What are your thoughts on Chaumian ecash being a viable business model, rather than being a community-driven thing?

Replying to Avatar Lyn Alden

There are 60 million millionaires in the world, and every single one of them has a store of value problem. And so does everyone else in the world.

The cost to ship a sizable amount of gold internationally costs hundreds of thousands or millions of dollars. Even if you just buy hundreds of thousands of dollars worth of gold domestically and bring it home, you're paying a spot markup of thousands of dollars. The cost to close a luxury mansion real estate deal (which many wealthy people just own and leave empty as a store of value) can be hundreds of thousands of dollars or more, and then depending on their jurisdiction they pay hundreds of thousands of dollars per year in property taxes on it. An international wire transfer often costs like $30 and takes days and is entirely permissioned/centralized/credit-based. Credit card fees are like 3%. The global banking industry generates hundreds of billions of dollars in fees per year even though it's all centralized.

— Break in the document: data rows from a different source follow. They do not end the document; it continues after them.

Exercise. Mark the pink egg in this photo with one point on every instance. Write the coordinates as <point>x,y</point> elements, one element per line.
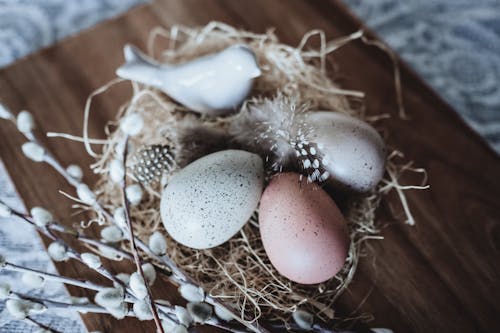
<point>302,229</point>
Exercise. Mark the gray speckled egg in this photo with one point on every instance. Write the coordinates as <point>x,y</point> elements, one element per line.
<point>209,200</point>
<point>353,152</point>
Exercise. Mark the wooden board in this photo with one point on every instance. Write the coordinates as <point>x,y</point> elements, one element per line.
<point>441,275</point>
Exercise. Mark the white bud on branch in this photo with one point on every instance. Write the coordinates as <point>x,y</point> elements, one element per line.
<point>110,297</point>
<point>58,252</point>
<point>192,293</point>
<point>183,315</point>
<point>20,308</point>
<point>149,273</point>
<point>25,122</point>
<point>201,312</point>
<point>180,329</point>
<point>33,280</point>
<point>134,194</point>
<point>4,290</point>
<point>142,311</point>
<point>116,171</point>
<point>91,260</point>
<point>120,311</point>
<point>132,124</point>
<point>303,319</point>
<point>124,277</point>
<point>158,243</point>
<point>119,217</point>
<point>111,234</point>
<point>33,151</point>
<point>75,171</point>
<point>85,194</point>
<point>138,286</point>
<point>41,216</point>
<point>223,313</point>
<point>4,113</point>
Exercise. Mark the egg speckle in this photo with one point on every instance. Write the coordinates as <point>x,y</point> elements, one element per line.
<point>302,230</point>
<point>210,200</point>
<point>353,152</point>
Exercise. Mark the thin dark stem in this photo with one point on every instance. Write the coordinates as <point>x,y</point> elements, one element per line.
<point>45,327</point>
<point>133,246</point>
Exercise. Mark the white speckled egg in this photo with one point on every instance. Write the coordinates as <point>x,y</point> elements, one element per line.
<point>353,152</point>
<point>209,200</point>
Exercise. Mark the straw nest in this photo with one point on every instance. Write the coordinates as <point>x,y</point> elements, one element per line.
<point>239,271</point>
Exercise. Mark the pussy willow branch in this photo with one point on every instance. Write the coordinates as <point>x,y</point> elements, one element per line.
<point>178,276</point>
<point>130,296</point>
<point>40,325</point>
<point>53,277</point>
<point>133,246</point>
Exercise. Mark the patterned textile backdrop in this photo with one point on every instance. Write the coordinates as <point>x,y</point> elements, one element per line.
<point>453,44</point>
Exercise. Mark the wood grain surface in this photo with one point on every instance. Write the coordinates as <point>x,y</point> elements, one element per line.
<point>441,275</point>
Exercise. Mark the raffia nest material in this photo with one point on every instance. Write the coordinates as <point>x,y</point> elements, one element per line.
<point>239,271</point>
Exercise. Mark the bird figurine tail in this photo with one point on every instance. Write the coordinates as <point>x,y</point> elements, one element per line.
<point>213,84</point>
<point>140,68</point>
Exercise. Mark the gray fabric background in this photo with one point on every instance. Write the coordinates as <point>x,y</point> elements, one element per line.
<point>453,44</point>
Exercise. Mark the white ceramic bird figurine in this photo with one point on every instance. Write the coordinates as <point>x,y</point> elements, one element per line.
<point>213,84</point>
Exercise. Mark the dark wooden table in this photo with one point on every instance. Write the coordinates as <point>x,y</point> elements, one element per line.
<point>440,276</point>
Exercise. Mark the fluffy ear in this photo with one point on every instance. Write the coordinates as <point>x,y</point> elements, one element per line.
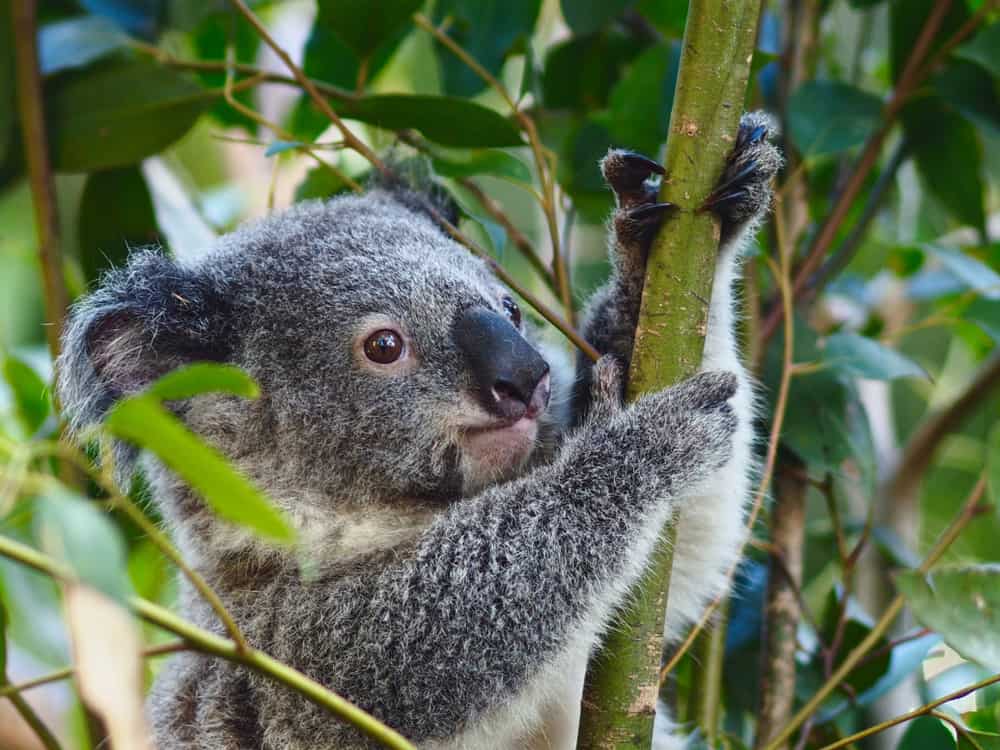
<point>146,318</point>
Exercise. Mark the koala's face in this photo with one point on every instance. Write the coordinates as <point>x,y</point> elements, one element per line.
<point>391,362</point>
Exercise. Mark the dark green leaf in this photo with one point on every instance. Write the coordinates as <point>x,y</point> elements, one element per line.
<point>458,164</point>
<point>120,114</point>
<point>143,421</point>
<point>488,30</point>
<point>75,42</point>
<point>968,269</point>
<point>949,157</point>
<point>31,394</point>
<point>203,377</point>
<point>984,49</point>
<point>588,16</point>
<point>447,120</point>
<point>107,235</point>
<point>365,25</point>
<point>862,357</point>
<point>828,116</point>
<point>963,605</point>
<point>926,733</point>
<point>76,531</point>
<point>640,103</point>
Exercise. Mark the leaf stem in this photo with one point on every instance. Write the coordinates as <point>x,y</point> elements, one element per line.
<point>210,643</point>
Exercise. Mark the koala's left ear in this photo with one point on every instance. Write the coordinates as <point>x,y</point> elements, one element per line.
<point>147,318</point>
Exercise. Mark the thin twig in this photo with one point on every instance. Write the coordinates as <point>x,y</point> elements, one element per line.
<point>969,510</point>
<point>560,273</point>
<point>207,642</point>
<point>351,140</point>
<point>36,150</point>
<point>925,709</point>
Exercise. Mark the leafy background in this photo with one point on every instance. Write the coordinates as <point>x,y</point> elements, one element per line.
<point>904,315</point>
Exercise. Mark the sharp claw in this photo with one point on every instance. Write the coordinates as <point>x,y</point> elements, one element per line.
<point>649,211</point>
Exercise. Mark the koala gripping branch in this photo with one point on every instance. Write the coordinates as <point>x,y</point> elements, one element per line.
<point>623,682</point>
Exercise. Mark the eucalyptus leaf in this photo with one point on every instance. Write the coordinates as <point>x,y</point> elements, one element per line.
<point>75,42</point>
<point>968,269</point>
<point>143,421</point>
<point>963,605</point>
<point>861,357</point>
<point>203,377</point>
<point>120,113</point>
<point>31,394</point>
<point>826,117</point>
<point>76,531</point>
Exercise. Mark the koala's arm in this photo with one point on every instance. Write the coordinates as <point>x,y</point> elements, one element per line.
<point>741,199</point>
<point>502,583</point>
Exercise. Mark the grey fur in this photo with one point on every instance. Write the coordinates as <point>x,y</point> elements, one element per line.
<point>438,597</point>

Bitcoin is a decentralized global liquid store of value and settlement network. You can send money to any internet-connected person in the world generally in an hour or less depending on desired block confirmations. You can indefinitely self-custodially store value in a unit that is scarcer than gold and scarcer than real estate and that unlike both gold and real estate is globally portable. It currently costs like $35 to do this and everyone is losing their minds at how expensive that seems. But $35 is an *outstanding* price for this service, and in ten years I have no idea what the price will be but there are many scenarios where it could be way higher.

Right now, bitcoin fees are higher than normal because people are trading frogs on the timechain and so forth. But regardless, people need to be ready for the prospect of sustained high fees if bitcoin adoption continues to grow structurally with limited block space. This means users, developers, businesses, etc. To put it into this bigger context, fees are still insanely cheap compared to other alternatives listed above that give similar store of value and global payment properties at scale.

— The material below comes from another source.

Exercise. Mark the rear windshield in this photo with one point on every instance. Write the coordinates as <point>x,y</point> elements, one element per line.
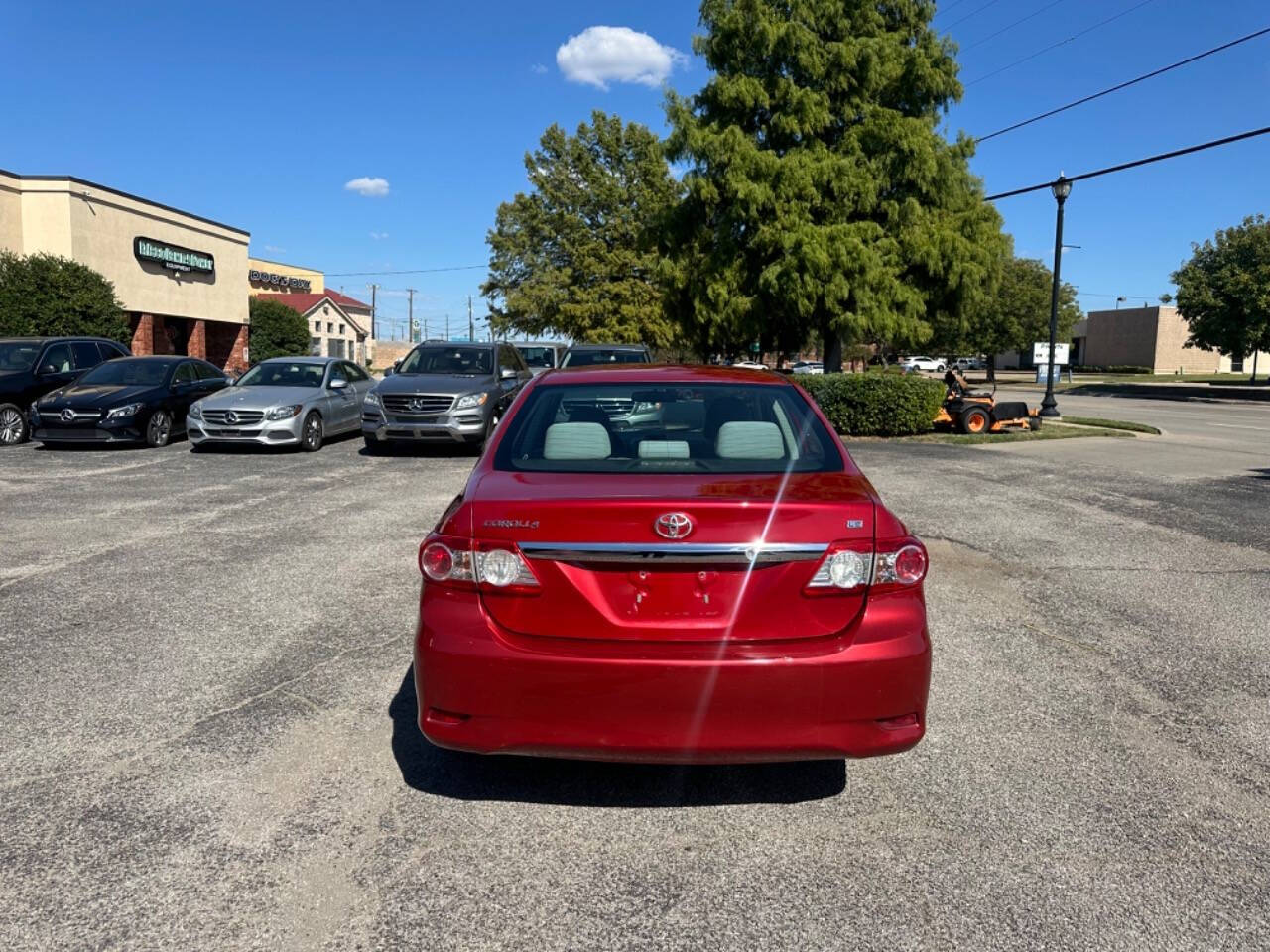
<point>127,371</point>
<point>645,428</point>
<point>538,356</point>
<point>585,358</point>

I'm a bit surprised fees haven't *already* been $35 on a regular basis by now. So to flip it around; fees aren't expensive because there are frogs on the timechain; fees are still cheap because relatively few people are using bitcoin to send and store money compared to the total addressable market that could be doing so.

Does this price out small users? Unfortunately, yes. That's where layers come in, and the options vary depending on if someone is a power user or not. Hal Finney wrote about that in 2010; it's not a new narrative.

A couple Lightning channels can open a lot of payment liquidity for you. Sidechains like Liquid didn't get much attention when fees were low but now people are giving them a second look. Chaumian mints allow communities around the world to set up their own community banks/custodians with built-in privacy. Places like Cash App allow people to buy bitcoin with decent custodial assurances run by serious people (eg it's not some crazy-haired idiot in the Bahamas). These are all tools that people can use to have bitcoin price exposure, pay in bitcoin, etc. And a unique aspect of bitcoin is the ability to split control. Multi-institution multi-sigs, or federated sidechains: the fact that ownership can be broken into several different entities is not something available to gold or similar assets, and yet a lot of people take it for granted on bitcoin. These are all tools that businesses can offer and people can use for smaller amounts, and then pull into on-chain self-custody if they have a sizable balance for longer-term storage.

In the future, some soft forks or non-form upgrades might allow other types of models. I think the ecosystem is still in its infancy. But in the meantime, it helps to have perspective on what bitcoin offers compared to alternatives, and to be realistic about the long-run inevitability of substantial base-layer fees if any meaningful adoption becomes sustained, and thus the importance of preparing for them.